The 1923 World Allround Speed Skating Championships took place at 10 and 11 February 1923 at the ice rink Östermalms Idrottsplats in Stockholm, Sweden.

Harald Strøm was defending champion but did not succeed in prolonging his title.

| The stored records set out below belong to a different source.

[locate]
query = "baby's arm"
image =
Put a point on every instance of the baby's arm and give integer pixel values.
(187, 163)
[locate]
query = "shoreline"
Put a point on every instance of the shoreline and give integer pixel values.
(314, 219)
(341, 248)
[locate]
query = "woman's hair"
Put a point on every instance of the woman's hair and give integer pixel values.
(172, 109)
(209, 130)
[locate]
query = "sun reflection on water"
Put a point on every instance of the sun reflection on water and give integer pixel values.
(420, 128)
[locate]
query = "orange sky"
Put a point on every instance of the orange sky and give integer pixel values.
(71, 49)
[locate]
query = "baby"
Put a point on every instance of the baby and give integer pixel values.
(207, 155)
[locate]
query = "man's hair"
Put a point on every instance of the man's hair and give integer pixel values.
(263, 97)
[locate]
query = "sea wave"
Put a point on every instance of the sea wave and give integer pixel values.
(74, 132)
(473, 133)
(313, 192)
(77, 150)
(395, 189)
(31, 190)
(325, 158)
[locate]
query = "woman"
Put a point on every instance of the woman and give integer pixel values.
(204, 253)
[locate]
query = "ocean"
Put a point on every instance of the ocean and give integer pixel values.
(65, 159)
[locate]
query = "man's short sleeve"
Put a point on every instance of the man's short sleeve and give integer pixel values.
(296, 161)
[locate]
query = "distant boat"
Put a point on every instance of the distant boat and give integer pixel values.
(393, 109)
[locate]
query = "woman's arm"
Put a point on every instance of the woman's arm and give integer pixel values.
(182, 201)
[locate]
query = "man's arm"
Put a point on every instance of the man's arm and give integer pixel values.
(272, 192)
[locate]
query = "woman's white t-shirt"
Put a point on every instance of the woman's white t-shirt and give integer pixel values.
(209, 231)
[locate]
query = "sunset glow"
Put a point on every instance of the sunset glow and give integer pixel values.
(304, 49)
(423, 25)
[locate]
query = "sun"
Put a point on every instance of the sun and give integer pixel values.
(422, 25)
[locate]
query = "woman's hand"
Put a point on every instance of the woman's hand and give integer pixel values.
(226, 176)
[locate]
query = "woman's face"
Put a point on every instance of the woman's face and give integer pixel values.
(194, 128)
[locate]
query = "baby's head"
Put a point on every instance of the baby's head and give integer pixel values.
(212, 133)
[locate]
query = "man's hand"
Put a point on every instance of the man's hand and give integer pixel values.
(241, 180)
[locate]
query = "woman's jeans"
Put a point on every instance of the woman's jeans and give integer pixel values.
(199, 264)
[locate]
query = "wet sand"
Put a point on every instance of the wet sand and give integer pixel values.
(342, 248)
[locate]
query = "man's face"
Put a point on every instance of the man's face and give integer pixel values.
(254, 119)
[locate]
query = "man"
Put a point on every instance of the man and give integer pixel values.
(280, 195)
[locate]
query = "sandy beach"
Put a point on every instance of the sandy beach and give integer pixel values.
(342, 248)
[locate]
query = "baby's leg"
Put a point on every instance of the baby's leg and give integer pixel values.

Clas Thunberg became World champion for the first time.

== Allround results ==
| Place | Athlete | Country | Points | 500m | 5000m | 1500m | 10000m |
| 1 | Clas Thunberg | FIN | 11.0 | 45.2 (1) | 9:10.3 (2) | 2:26.3 (2) | 18:21.3 (6) |
| 2 | Harald Strøm | NOR | 13.0 | 47.4 (6) | 9:13.6 (3) | 2:27.2 (3) | 17:58.4 (1) |
| 3 | Yakov Melnikov | Soviet Union | 14.0 | 47.0 (4) | 9:06.2 (1) | 2:30.4 (6) | 18:09.0 (3) |
| 4 | Roald Larsen | NOR | 17.0 | 47.6 (7) | 9:17.8 (5) | 2:24.9 (1) | 18:14.4 (4) |
| 5 | Ole Olsen | NOR | 24.0 | 49.3 (13) | 9:16.5 (4) | 2:29.5 (5) | 17:59.9 (2) |
| 6 | Julius Skutnabb | FIN | 25.0 | 48.0 (8) | 9:20.4 (6) | 2:28.0 (4) | 18:23.2 (7) |
| 7 | Oskar Olsen | NOR | 36.0 | 45.9 (2) | 9:23.3 (8) | 2:34.1 (15) | 18:48.4 (11) |
| 8 | Eric Blomgren | SWE | 36.0 | 48.4 (9) | 9:29.1 (10) | 2:31.6 (9) | 18:28.3 (8) |
| 9 | Fridtjof Paulsen | NOR | 37.0 | 49.6 (14) | 9:22.4 (7) | 2:30.8 (7) | 18:29.2 (9) |
| 10 | Platon Ippolitov | Soviet Union | 41.0 | 49.8 (15) | 9:32.8 (11) | 2:32.5 (10) | 18:19.3 (5) |
| 11 | Asser Wallenius | FIN | 42.0 | 46.9 (3) | 9:53.0 (16) | 2:32.6 (11) | 18:56.5 (12) |
| 12 | Harald Halvorsen | NOR | 42.0 | 47.2 (5) | 9:49.7 (14) | 2:31.3 (8) | 19:17.8 (15) |
| 13 | Toivo Ovaska | FIN | 52.0 | 48.7 (10) | 9:49.3 (13) | 2:33.5 (12) | 19:29.2 (17) |
| 14 | Waldemar Bergström | FIN | 52.5 | 51.1 (16) | 9:26.5 (9) | 2:39.3 (17) | 18:35.3 (10) |
| 15 | Knut Sundheim | NOR | 55.0 | 49.2 (12) | 9:50.8 (15) | 2:33.8 (14) | 19:07.0 (14) |
| 16 | Werner Eriksson | SWE | 58.0 | 48.9 (11) | 10:15.3 (18) | 2:33.6 (13) | 19:22.9 (16) |
| 17 | Gustaf Andersson | SWE | 59.0 | 51.2 (18) | 9:32.9 (12) | 2:38.6 (16) | 19:06.6 (13) |
| 18 | Karl Johansson | SWE | 69.5 | 51.1 (16) | 10:02.6 (17) | 2:39.6 (18) | 19:32.9 (18) |
  * = Fell
 NC = Not classified
 NF = Not finished
 NS = Not started
 DQ = Disqualified
Source: SpeedSkatingStats.com

== Rules ==
Four distances have to be skated:
- 500m
- 1500m
- 5000m
- 10000m

The ranking was made by award ranking points. The points were awarded to the skaters who had skated all the distances. The final ranking was then decided by ordering the skaters by lowest point totals.
- 1 point for 1st place
- 2 point for 2nd place
- 3 point for 3rd place
- and so on

One could win the World Championships also by winning at least three of the four distances, so the ranking could be affected by this.

Silver and bronze medals were awarded.